Солидный, в сером костюме с черным с золотом шелковым галстуком, он стоял выпрямившись и смотрел не на меня, а куда-то вдаль, в сторону, в пространство. Потом его мысли снова вернулись к нам, и он сказал:
– Настало время вести себя осторожно.
– Конечно, – поспешил согласиться я. – Но ведь шерифы уже приступили к работе, и старого Джека Мура мы купили, значит, кроме еще нескольких голосов, нам вроде ничего не требуется. Похоже, все уже сделано.
– Само по себе ничего не делается! – сказал Сильвестр. – Между идеей и ее воплощением целая пропасть. Нельзя, наметив курс действий, предоставить событиям развиваться самим по себе. Всякое может случиться. Нужно тщательно за этим следить. И направлять. Всякое, повторяю, может случиться.
– Что же, например? – грудным голосом медленно протянула Ада, и я посмотрел на ее колени, обтянутые красным шелком халата.

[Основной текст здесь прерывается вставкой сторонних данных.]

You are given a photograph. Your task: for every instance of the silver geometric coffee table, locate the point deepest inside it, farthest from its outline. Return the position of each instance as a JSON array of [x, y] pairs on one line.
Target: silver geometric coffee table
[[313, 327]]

Сильвестр размеренно, как секундная стрелка часов, повернулся к ней. Он посмотрел ей в лицо, и я подумал: какое чувство он испытывает сейчас? Если ему не чуждо все человеческое, значит, он должен желать ее, но слово "человеческое" к нему не подходило. Я никогда не видел, чтобы он ухаживал за женщинами, пил больше одной рюмки, да и ту не до конца. Я ни разу не видел, чтобы он допустил ошибку. В конце концов он наверняка где-то промахнулся. Но никому не суждено узнать, как это случилось.
– Что, например? – повторил он. И глубоко вздохнув, ответил: – Катастрофа.
Наступила тишина, и я услышал тиканье часов в соседней комнате.
Но ничего не случилось. Мы не допустили ни единого промаха, и я не понимал, что они такое могут выкинуть или за что ухватиться даже при том условии, что газеты были настроены явно против нас.